WPCNR CAMPAIGN 2007. By John F. Bailey. September 17, 2007 UPDATED 6:32 PM EDT: You couldn’t miss it. A full-page advertisement on the back of this morning’s Journal News Main Your World Section, blaring “ATTENTION WHITE PLAINS DEMOCRATIC RESIDENTS.” The advertisement was placed by “The Year 2001 Committee,” described by its Chairman, John Ioris , a White Plains resident, owner of The Complete Golfer and Chairman and President of the Board of Trustees of the White Plains Performing Arts Center, as an effort to inform the public of the truth about the voting records of Democratic Primary Candidates Benjamin Boykin and Dennis Power.

Ioris explained the advertisement to the CitizeNetReporter: "The actions we took on Friday, (placing the ad),was an unprecedented action for this organization. My feeling, John is enough is enough. That was the mindset I had when I bought space for that ad. Enough is enough, let's get back to running the city and let's dispense with the rhetoric and get back to business. This was basically a bunch of people who put their own money where their mouth was and this was what we feel about what's going on here. I think the politics of this city has been totally portrayed in the newspapers with an unbelievable bias."
Mr. Ioris, speaking to The CitizeNetReporter in an interview confirmed his Committee had placed the advertisement and that it cost The Year 2001 Committee $6,000.
WPCNR asked Mr. Ioris why his Committee ran the advertisement, and if it was in support of the Mayor and his policies, and the spurned Democrat incumbent Councilman Arnold Bernstein, in a fight for his political career in tommorrow’s Primary.

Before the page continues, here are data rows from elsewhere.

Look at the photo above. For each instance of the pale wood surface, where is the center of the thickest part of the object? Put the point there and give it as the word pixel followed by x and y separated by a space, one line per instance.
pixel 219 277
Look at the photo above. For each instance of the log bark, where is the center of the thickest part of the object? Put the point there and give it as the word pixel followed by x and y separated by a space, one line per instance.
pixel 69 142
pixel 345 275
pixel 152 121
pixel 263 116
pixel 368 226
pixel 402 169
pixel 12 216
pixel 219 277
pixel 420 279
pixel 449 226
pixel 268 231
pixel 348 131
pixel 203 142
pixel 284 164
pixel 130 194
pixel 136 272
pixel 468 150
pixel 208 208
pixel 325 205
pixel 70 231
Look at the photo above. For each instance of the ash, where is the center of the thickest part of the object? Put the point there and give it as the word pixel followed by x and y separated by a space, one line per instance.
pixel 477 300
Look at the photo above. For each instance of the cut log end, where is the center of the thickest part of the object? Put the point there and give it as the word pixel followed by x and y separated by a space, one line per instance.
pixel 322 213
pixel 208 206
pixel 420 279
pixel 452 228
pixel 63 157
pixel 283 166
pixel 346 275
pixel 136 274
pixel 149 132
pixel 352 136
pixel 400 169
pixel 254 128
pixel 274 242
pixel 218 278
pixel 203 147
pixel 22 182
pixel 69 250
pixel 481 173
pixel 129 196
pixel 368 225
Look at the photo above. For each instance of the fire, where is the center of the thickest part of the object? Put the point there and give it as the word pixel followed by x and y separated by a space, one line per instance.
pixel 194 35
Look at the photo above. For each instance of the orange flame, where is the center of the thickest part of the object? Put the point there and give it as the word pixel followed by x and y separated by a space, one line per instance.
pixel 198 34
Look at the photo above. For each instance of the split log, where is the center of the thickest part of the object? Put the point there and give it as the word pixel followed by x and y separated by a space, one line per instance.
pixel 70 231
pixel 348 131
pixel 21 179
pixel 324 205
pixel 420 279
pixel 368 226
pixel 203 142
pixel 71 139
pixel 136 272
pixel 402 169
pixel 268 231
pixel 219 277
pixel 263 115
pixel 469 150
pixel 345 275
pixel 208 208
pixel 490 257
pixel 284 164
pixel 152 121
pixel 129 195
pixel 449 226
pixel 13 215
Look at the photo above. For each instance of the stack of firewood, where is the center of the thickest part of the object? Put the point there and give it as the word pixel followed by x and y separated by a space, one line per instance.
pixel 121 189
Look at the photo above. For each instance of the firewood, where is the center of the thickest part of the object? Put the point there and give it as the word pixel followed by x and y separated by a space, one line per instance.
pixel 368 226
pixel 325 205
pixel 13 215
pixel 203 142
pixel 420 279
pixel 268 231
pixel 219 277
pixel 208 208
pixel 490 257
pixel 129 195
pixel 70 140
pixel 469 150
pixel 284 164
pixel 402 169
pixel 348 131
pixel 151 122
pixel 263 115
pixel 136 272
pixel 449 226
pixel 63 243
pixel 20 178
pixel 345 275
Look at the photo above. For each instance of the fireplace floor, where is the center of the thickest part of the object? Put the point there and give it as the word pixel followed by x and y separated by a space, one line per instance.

Ioris said, “The year 2001 Committee is an independent political action committee that has absolutely nothing to do with the Mayor of the city, other than the fact that he has been kind enough to lend his name to many of our fundraisers.”
WPCNR asked him what funds were used for what causes, Ioris replied “political causes and charitable causes, but this (ad) is in no way, shape or form a Mayoral organization.”

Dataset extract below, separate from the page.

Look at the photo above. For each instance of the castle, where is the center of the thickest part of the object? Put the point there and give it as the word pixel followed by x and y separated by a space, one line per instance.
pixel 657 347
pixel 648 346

I asked him what was his rational in publishing this advertisement today. Ioris said he was concerned about “what’s going on in the political process.”
“Basically having followed what’s going on in the political process in the last several months and being disgusted is the wrong word, close to disgusted with what’s going on on the political side of the city, I figured the citizens at large have a right to read a true and accurate portrayal of the voting record of a couple of people who are running for Council.”

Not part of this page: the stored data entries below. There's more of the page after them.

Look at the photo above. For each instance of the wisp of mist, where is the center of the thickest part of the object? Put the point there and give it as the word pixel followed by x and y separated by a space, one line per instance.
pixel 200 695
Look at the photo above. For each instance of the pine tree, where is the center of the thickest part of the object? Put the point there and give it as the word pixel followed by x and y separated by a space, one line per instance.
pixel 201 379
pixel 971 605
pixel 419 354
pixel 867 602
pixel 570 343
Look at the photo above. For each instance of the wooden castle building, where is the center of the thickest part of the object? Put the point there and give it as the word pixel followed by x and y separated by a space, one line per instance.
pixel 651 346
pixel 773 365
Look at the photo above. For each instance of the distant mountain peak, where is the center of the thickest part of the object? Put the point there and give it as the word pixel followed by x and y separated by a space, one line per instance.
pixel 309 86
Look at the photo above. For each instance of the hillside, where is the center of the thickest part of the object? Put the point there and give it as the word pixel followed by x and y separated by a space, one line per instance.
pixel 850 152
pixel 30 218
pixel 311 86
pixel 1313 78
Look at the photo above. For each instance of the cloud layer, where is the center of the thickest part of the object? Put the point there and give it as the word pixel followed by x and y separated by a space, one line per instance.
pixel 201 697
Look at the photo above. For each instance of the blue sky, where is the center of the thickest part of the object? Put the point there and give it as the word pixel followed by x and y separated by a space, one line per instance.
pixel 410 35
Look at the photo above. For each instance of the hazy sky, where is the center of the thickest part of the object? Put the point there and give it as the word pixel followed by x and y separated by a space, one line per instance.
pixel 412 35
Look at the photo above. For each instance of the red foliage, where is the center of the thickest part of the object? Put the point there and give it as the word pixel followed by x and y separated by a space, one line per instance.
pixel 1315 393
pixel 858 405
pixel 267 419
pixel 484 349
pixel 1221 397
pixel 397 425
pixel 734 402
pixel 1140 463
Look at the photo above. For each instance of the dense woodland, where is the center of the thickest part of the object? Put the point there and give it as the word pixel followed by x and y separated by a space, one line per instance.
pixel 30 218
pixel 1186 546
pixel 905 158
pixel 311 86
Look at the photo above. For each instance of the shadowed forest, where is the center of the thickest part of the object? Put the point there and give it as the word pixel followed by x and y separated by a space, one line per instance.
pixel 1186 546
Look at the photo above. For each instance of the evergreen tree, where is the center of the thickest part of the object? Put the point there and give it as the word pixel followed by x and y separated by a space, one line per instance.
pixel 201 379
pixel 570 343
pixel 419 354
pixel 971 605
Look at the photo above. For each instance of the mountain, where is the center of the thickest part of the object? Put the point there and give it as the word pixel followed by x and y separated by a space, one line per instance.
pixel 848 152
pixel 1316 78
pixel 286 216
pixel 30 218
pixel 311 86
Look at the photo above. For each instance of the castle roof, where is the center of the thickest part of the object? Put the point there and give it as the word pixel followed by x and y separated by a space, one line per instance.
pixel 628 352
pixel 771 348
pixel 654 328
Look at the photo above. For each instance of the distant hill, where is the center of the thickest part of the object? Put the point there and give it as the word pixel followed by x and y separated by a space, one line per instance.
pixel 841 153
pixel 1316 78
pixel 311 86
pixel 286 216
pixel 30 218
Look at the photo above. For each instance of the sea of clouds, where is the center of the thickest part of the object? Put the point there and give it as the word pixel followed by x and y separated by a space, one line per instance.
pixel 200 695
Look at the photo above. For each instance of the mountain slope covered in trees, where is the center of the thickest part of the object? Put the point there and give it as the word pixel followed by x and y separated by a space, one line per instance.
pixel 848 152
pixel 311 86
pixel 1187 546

Not a Bernstein Endorsement
WPCNR asked if he was not endorsing Arnold Bernstein:
“We are not,” Ioris said. “We simply basically believe that the direction the city has taken over the last several years on the development side has been the proper direction for the city to take. It seems as though a faction of the city is attempting to derail it for political reasons. Basically this (ad} was simply telling the truth. If the votes we basically paid to tell the people about today -- if the councilmembers don’t like those votes – maybe they need to rethink how they’re voting. It was their votes. They are what they are. The actions of the council over the last several months have been much to the detriment of this city. As a citizen and business owner in this town, I think that’s a very bad thing.”
Makeup of The Year 2001 Committee
WPCNR asked who else was on the Committee or do they have an Advisory Board, Ioris said to WPCNR, “There are several people we meet with to advise us on our opinions who do not want their names published, so as a result we don’t publish them. But quite frankly, I believe the opinions of the people who are involved in this organization are the opinions of the large majority of the citizens of this city. I think small factions that make a lot of noise are given far too much weight.”
I asked how many persons are on the Year 2001 Committee.
Ioris reported “We have several people that contribute. Several people that come to meetings. There is a goodly handful that are active that I hear from on a regular basis.”
Ioris said the full-page all print advertisement cost slightly short of $6,000.
Ioris said it was a possibility the Committee would run more advertisements: “That is something that depending upon how I feel or what we feel or how we feel about what is going to happen in the city going forward, we may decide to do on a regular basis.”
Newspapers Biased.
I asked him if he did this as a public service to inform the people:
Iorus said, “I did it because I felt largely because what people read in the media, the local media in this city is unfairly biased.I believe people need to hear the truth sometimes, and they don’t always get the truth in the newspaper.”
He elaborated on his charge to WPCNR: "I think the politics of this city has been totally portrayed in the newspapers with an unbelievable bias. Things that should come to the forefront don't. The local papers are reporting their own agenda and are not reporting the news. You read these political stories. They read like op-eds, they don't read like news. News is news.I don't need the newspaper to interpret them for me."